First off, it appears to be a Costco version of The First Wives Club, only with just one husband to get revenge upon instead of three. Cameron Diaz plays a woman who is shocked to find out that her boyfriend is already married to another woman (Leslie Mann). When the pair finds out that a third woman (Kate Upton) has also fallen prey to the philanderer, the trio join forces to gain their revenge.
Of course, it isn’t very logical that the three women would actually want to be in the same room as one another, let alone work together on something. Diaz is coming off the surprisingly successful bad Teacher, but she’s hit or miss. Mann is usually good in her husband Judd Apatow’s movies, butusually is not outside of those films. And you have Kate Upton rounding out the group, who might be the woman least likely to give a good performance if it wasn’t for Nikki Minaj having a supporting role in the film. Neither of the two have all that much experience.

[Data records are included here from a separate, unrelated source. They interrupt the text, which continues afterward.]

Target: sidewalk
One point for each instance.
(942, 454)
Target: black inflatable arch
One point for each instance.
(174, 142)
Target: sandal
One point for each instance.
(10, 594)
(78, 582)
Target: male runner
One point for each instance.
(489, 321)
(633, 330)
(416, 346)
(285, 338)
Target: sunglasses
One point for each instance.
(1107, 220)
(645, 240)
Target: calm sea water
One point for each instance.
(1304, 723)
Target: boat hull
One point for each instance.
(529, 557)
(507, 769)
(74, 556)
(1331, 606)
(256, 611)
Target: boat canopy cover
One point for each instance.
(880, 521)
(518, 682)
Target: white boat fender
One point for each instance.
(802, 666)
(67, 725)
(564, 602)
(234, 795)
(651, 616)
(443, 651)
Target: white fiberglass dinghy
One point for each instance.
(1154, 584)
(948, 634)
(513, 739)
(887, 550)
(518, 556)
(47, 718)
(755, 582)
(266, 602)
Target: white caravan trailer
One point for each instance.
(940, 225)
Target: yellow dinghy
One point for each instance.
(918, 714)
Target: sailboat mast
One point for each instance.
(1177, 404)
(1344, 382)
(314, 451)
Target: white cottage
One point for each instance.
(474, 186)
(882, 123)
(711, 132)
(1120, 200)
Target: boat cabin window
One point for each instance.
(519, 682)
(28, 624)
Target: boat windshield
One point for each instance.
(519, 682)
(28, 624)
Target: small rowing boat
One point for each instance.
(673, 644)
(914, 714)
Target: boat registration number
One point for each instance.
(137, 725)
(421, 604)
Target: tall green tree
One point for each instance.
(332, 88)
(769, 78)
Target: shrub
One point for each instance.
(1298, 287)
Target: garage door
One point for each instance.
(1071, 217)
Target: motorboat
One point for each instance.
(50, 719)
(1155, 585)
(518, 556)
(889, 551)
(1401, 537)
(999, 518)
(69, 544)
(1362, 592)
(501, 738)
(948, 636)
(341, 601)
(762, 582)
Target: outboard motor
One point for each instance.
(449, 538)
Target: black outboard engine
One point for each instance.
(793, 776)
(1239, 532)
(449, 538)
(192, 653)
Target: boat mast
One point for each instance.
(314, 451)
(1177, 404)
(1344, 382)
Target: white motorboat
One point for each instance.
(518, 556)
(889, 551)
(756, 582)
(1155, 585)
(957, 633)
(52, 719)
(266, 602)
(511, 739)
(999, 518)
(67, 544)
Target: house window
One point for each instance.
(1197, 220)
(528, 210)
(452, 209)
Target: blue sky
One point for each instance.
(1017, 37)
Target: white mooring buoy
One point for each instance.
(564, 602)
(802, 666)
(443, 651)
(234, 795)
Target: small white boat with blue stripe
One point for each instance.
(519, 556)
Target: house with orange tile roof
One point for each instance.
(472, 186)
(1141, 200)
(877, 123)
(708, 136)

Hey, I’m all for a female based comedy to do well at the box office. I just wish it was a better one than this.
2. Brick Mansions (Relativity, 2,647 Theaters,90 Minutes, Rated PG-13): The tough part about how Hollywood works is that when a tragedy takes the life of an actor, like it did with Paul Walker, there could be any number of films in the can starring the actor, so the world has to relive his passing over and over again as those films are released. Here is a case in point.
In a crime-ridden Detroit of the near future, one that cannot afford RoboCop, bad sections of town are walled off to keep the bad guys in and the good guys out. However, when a drug lord is making noise he is going to expand his business beyond those walls, it’s up to the police to infiltrate the area to bring him down.
This is a remake of the French film, District 13, so if the plot sounds good to you but you can’t bear seeing Walker in one of his last roles, you can rent that instead.
3. The Quiet Ones (Lionsgate, 2,027 Theaters,98 Minutes, Rated PG-13): One the one hand, it’s a PG-13 horror film, which I consider weak. On the other, it’s a Hammer Films horror movie, one of the biggest and best names in horror for all time. So, where will this film land, on the side of good, or bad?
The plot revolves around a university professor (Jared Harris) who is trying to find some proof of the supernatural. He’s onto something when he finds Jane (Olivia Cooke), who is haunted by an evil spirit named Evey. However, when one of the professor’s assistants (Sam Claflin) finds out that Evey was real and that she died a macabre death, the research becomes that much more sinister–and dangerous.
Not the most original of plots, but one that could be good depending on how its executed.